Don’t forget the protein
Your salad becomes a meal when you add the protein! If you’re opting for animal protein, select one lean source, such as four egg whites or three ounces of skinless chicken or turkey breast, water-packed chunk light tuna, wild salmon, or lean sirloin steak. If you’re vegetarian or just want to mix it up, choose half a cup of cubed tofu or three-quarters of a cup of chickpeas, kidney beans, pinto beans, or other legumes.
Choose one extra
Extras are those items that typically add another dimension and flavor to your combo of greens, vegetables, and lean protein. While some of these extras are packed with nutrients, they’re also packed with calories and fat, so they should be added sparingly.
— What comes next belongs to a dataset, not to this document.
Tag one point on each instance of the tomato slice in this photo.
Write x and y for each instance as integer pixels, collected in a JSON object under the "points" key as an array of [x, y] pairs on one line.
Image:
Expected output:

Luckily, a little of these high-fat goodies goes a long way, so you won’t need more than one of the following (each of which is between 40 and 70 calories):
2 tablespoons cheddar, Parmesan, goat, Swiss, or feta cheese
1 tablespoon chopped walnuts, pecans, or sliced almonds
1 tablespoon sunflower or pumpkin seeds
1 ounce avocado
10 small olives (canned/jarred in water)
1/4 cup croutons
2 tablespoons dried cranberries or raisins
Dress it up lightly
Unfortunately, dressing can take a salad from fresh and nutritious to downright unhealthy. One tablespoon of your average vinaigrette is about 80 calories and one tablespoon of creamy ranch is almost 100 calories. Whenever possible, choose light, low-calorie, or low-fat options. You can also make your own light vinaigrette using one part oil and three parts vinegar with some mustard, lemon, 100 percent fruit jam, or spices for added flavor.